The Constitution makes clear the importance the founders attached to habeas, saying: "The Privilege of the Writ of Habeas Corpus shall not be suspended, unless when in Cases of Rebellion or Invasion the public Safety may require it."

The writ itself traces back to the Magna Carta; among its guarantees is the assurance that no free man could be "imprisoned or dispossessed . . . except by the lawful judgment of his peers or by the law of the land."

"Of all the rights in the Constitution, habeas corpus is probably the single most fundamental," says civil libertarian Harvey Silverglate. "It is the line between despotism and a free society. If the government can simply scoop you up and throw you in prison, never to be seen again, it's a sign that a crucial corner had been turned ."

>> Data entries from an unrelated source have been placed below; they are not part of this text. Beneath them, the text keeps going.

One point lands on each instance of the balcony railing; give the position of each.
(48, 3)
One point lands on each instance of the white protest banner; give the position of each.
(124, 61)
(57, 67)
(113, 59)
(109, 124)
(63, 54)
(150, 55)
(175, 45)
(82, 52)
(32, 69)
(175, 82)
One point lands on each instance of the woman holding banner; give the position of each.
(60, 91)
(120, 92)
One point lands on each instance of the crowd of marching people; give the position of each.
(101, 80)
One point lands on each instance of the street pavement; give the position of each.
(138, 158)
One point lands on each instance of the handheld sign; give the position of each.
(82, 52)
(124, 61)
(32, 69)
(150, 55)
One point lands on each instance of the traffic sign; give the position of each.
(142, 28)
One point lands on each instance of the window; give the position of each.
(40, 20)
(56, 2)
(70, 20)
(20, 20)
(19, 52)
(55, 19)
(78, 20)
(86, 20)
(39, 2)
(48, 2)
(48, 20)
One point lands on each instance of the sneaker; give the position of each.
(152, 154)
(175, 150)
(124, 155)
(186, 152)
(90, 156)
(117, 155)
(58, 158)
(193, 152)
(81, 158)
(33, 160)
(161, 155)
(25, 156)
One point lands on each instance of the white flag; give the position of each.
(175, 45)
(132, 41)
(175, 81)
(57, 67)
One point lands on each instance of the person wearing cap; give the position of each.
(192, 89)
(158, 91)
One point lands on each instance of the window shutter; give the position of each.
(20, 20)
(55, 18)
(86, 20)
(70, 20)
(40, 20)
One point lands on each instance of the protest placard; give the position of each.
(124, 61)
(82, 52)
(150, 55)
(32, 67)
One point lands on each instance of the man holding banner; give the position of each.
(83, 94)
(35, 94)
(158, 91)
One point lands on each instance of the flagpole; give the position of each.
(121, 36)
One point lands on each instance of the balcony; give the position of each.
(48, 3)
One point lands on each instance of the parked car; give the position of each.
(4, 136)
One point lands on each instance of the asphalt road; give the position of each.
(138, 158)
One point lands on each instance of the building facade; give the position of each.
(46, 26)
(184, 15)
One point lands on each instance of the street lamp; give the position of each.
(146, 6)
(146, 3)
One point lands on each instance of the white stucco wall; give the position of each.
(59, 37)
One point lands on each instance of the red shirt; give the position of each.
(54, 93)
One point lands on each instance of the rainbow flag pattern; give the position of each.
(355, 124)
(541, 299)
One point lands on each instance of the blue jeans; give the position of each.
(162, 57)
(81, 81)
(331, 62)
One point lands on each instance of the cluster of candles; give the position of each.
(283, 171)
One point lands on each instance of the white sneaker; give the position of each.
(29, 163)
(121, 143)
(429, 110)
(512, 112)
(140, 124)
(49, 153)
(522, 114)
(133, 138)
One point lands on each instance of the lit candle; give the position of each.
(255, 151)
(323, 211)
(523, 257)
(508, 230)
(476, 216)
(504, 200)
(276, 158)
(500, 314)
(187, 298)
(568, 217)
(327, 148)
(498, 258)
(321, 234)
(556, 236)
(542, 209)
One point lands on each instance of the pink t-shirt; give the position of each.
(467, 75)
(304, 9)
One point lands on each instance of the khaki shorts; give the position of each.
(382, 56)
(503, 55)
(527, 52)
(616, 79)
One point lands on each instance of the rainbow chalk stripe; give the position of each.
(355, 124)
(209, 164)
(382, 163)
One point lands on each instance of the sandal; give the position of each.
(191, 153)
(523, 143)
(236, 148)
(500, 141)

If habeas rights are denied, that's essentially what will have happened to most of the detainees at Guantanamo; they will have disappeared into a black hole in the US legal system.

The Bush administration has framed the question as a matter of whether enemies of the US deserve American justice. The real issue is whether it's legitimate to imprison someone indefinitely without granting him a judicial hearing to challenge the basis of that incarceration.

"Habeas is not a 'get out of jail free' card," notes Jennifer Daskal, US advocacy director for Human Rights Watch. "It merely allows an independent check to ensure that detentions are lawful and that the US is detaining the right people."